С тупым грохотом посыпалось тяжелое олово, из разбитых светильников расползалось масло. Шипя и потрескивая, продолжали гореть фитили.
— Нам фейерверков не надо, — мясник затоптал огонь. — Пошли глянем, где чего припрятано. Мы хозяева, а не босоногая шваль.

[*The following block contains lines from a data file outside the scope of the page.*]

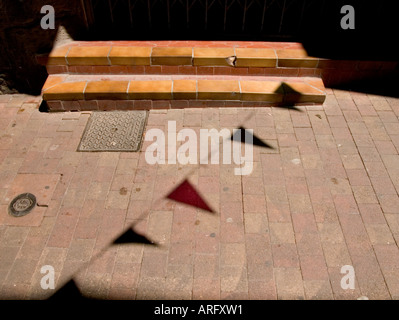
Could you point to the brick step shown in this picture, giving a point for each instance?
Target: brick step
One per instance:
(108, 92)
(185, 57)
(208, 58)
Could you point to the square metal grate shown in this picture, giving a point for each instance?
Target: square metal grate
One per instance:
(114, 131)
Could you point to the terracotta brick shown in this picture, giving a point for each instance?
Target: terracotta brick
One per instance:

Выкатившись на улицу, орава претерпела некоторый урон. Завернув за ближайший угол, самые робкие предпочли дать деру. Ножичком орудовать — не языком молоть. Тут привычка нужна. Мясникам да рыбникам всяким оно, конечно, сподручнее. Но и те, кто остался с Бучером, засомневались, когда стало ясно, что надежды на богатую наживу не оправдались. В кривых переулках фландрского квартала уже шныряли шайки живодеров-налетчиков, которых заправилы ткацкого цеха подбили на скверное дело. Опьянев от крови, они бросались на первого встречного. Про короля и общины не спрашивали, но, приставив к горлу кинжал, заставляли повторять самые непритязательные слова. Например, «хлеб» или «сыр». Смысл глумливой игры был далек от забав беспечального детства. Если вместо bread и cheese получалось нечто похожее на brot и cawse, следовала незамедлительная расправа. Груды окровавленных тел устилали мостовые и пороги домов, а уж сколько безвинных людей было зарезано в своих постелях, одному богу известно. Вернее, дьяволу, чьи исчадия разлетелись, как легионы вампиров-нетопырей. Вся городская накипь всплыла на поверхность, весь мусор и гниль. Сводились давние счеты, должники тайком расправлялись с кредиторами, ученики нападали на мастеров. «Всякий, кто питал к кому-либо злобу или вражду, мог найти немедленное удовлетворение», — лаконично замечает хронист.
Словно кто-то, отпустив наперед грехи, оповестил об условном часе всю шваль, взбаламученную очистительным вихрем.
— Первым делом на Ломбард-стрит! — скомандовал Бучер, сообразив, что у фламандцев ему уже нечего делать.
Богатые купцы были начеку и даже выставили охрану, а беднота не интересовала старшину мясников. Фландрские сукноделы — не его конкуренты. Хорошо зная Лондон, он повел свою заметно поредевшую шайку кратчайшей дорогой. Остались самые стойкие охотнички за чужими деньгами. Гнилозубый Рыбник, как нетерпеливый пес, то забегал вперед, то жался к ногам.